Height distributions.
earnings %>%
drop_na(height) %>%
ggplot(aes(height)) +
geom_bar() +
facet_grid(rows = vars(sex)) +
scale_x_continuous(breaks = scales::breaks_width(2)) +
labs(title = "Height distributions")There appears to be an excess of women who at 5 feet (60 inches) and 5 feet 6 inches (66 inches), and an excess of men who are 6 feet (72 inches), probably due to respondents rounding.
Weight distributions.
earnings %>%
drop_na(weight) %>%
ggplot(aes(weight)) +
geom_histogram(binwidth = 10, boundary = 0) +
facet_grid(rows = vars(sex)) +
scale_x_continuous(breaks = scales::breaks_width(50)) +
labs(title = "Weight distributions")Nothing remarkable.
Earnings distributions.
earnings %>%
drop_na(earn) %>%
ggplot(aes(earn)) +
geom_histogram(binwidth = 5e3, boundary = 0) +
coord_cartesian(xlim = c(NA, 70e3)) +
facet_grid(rows = vars(sex)) +
scale_x_continuous(breaks = scales::breaks_width(10e3)) +
labs(title = "Earnings distributions")There are spikes in the lowest bin.
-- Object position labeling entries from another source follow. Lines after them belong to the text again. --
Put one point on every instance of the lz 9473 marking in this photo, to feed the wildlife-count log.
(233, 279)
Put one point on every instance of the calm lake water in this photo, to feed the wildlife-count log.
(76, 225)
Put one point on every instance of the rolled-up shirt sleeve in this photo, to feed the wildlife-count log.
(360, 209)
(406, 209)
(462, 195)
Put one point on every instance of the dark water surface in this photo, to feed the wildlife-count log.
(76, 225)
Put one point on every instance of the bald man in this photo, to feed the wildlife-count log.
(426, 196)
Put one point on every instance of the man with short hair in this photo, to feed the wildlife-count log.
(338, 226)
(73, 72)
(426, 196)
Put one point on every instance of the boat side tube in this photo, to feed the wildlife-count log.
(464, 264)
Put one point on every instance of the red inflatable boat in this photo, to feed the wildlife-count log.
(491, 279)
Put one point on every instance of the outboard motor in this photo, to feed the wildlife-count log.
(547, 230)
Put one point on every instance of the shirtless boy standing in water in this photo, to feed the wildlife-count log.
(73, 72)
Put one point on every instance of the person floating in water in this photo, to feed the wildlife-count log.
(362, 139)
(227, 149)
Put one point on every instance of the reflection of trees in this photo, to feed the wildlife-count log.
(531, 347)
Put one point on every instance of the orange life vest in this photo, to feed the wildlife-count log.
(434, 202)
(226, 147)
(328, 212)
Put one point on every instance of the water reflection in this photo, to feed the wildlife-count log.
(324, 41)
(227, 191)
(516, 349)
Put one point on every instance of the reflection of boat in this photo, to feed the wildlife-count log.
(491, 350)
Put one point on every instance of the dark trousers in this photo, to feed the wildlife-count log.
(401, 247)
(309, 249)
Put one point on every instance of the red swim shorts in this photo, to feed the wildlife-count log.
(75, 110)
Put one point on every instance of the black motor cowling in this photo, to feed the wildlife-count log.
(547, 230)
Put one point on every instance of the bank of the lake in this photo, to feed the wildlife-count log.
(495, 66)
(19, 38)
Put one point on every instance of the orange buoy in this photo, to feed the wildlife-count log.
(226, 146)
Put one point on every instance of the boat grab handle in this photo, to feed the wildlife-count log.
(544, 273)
Let’s check to see if these are due to respondents with no earnings.
v <-
earnings %>%
filter(earn == 0) %>%
count(sex)
v#> # A tibble: 2 x 2
#> sex n
#> * <chr> <int>
#> 1 Female 172
#> 2 Male 15
187 respondents had no earnings, with 172 of these women.
Earnings distributions.
earnings %>%
drop_na(earn) %>%
ggplot(aes(sex, earn)) +
geom_boxplot() +
coord_cartesian(ylim = c(NA, 70e3)) +
labs(title = "Earnings distributions")Men have a higher median earnings.
v <-
earnings %>%
group_by(sex) %>%
summarize(earn_median = median(earn, na.rm = TRUE))
v#> # A tibble: 2 x 2
#> sex earn_median
#> * <chr> <dbl>
#> 1 Female 15000
#> 2 Male 25000
The median earnings of men is 10000 higher.